Comecei a ver este anime por mera curiosidade, por aparentar ter o seu quê de loucura, um toque de classe e um lado de terror que, de vez em quando, sabe bem consumir. Se vocês estão à espera do gritos 4, presumo que é melhor virarem à esquerda, porque Jigoku Shojo is not for the faint of heart. É um anime puro e duro, com a classe dos japoneses, como só eles sabem retratar a maldade intrínseca dos homens. Em pequenas coisas, como a tortura de um animal, Jigoku Shojo consegue mostrar o lado pérfido do homem.

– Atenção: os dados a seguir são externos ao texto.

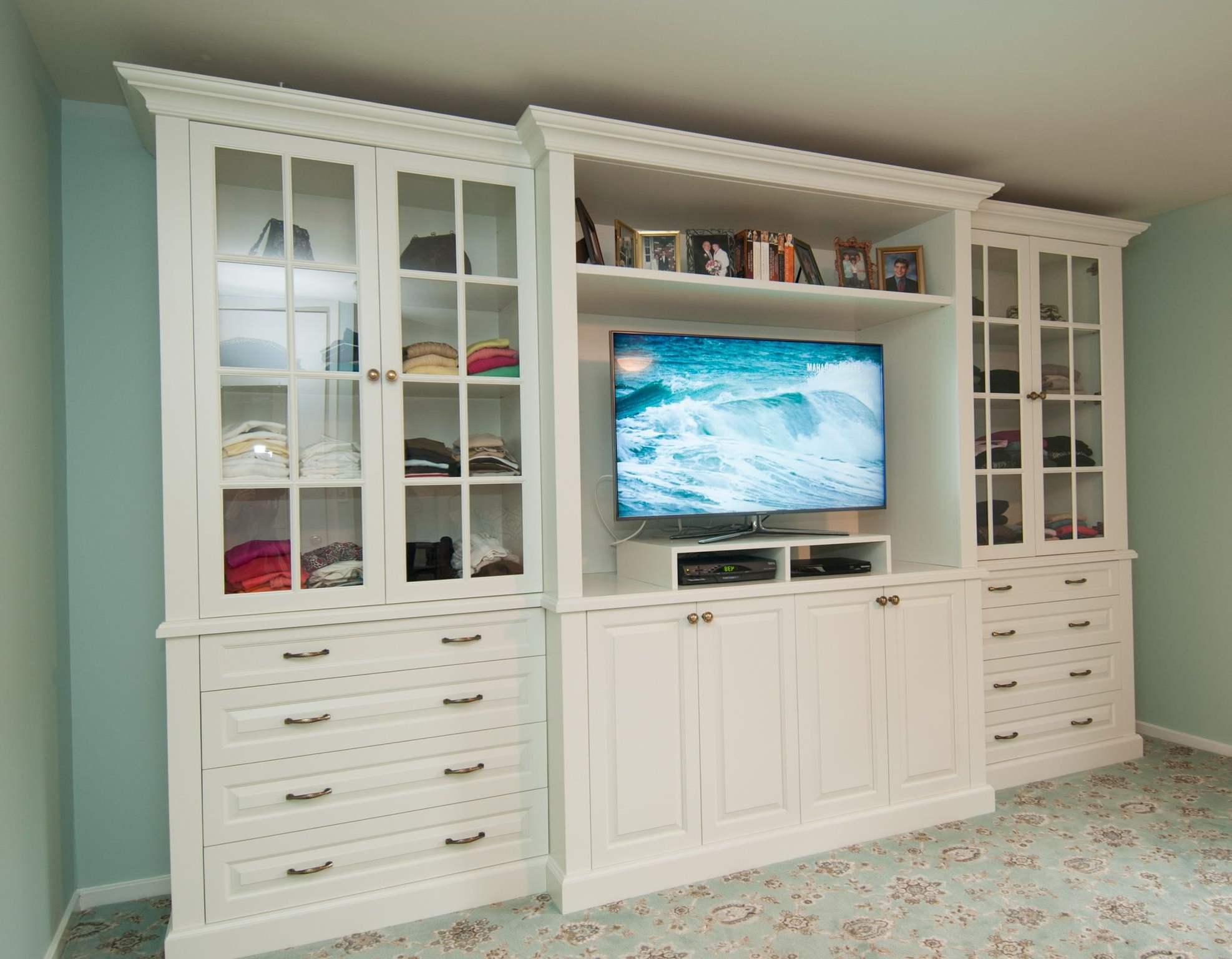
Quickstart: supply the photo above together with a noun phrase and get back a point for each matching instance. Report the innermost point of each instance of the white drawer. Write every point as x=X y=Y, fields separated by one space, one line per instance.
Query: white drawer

Jigoku Shojo dá uma alternativa ao homícido, à fuga ou à mera tolerância de acções que não só sufocam os personagens como os magoam. Ela é a rapariga do inferno que, num site, à meia noite, permite que alguém escreve o nome da vítima do seu ódio com o objectivo de o mandar para o inferno. No entatno, há um senão, como muito bem hell girl diz ao mandar uma alma para o inferno " duas sepulturas são cavadas" e, aquele que manda o objecto do seu ódio para o inferno, quando chegar a sua hora, também para lá terá que ir. Sendo uma decisão tão assustadora, Hell girl afirma que o contrato só se estabelece quando o sujeito em questão puxar um fio enrolado num boneco de palha.
As histórias de hell girl conseguem pôr-nos com os cabelos em franja e, honestamente, houve momentos em que dava vontade de abanar os personagens e pedir-lhe encarecidamente que não puxem o fio. Outras, comovem-nos ou deixam-nos frustradas. Desde a história da rapariga, vítima de bullying, chantageada pela sua agressora ao rapaz injustiçado por uma comunidade inteira que crê ser ele o culpado dos desaparecimentos na cidade.
Vale a pena. Na linha do death note (outro anime consagrado), Hell girl é uma óptima coisa para fazer numa noite sem nada que fazer ou num daqueles dias em que simplesmente, sabia bem um filme de terror.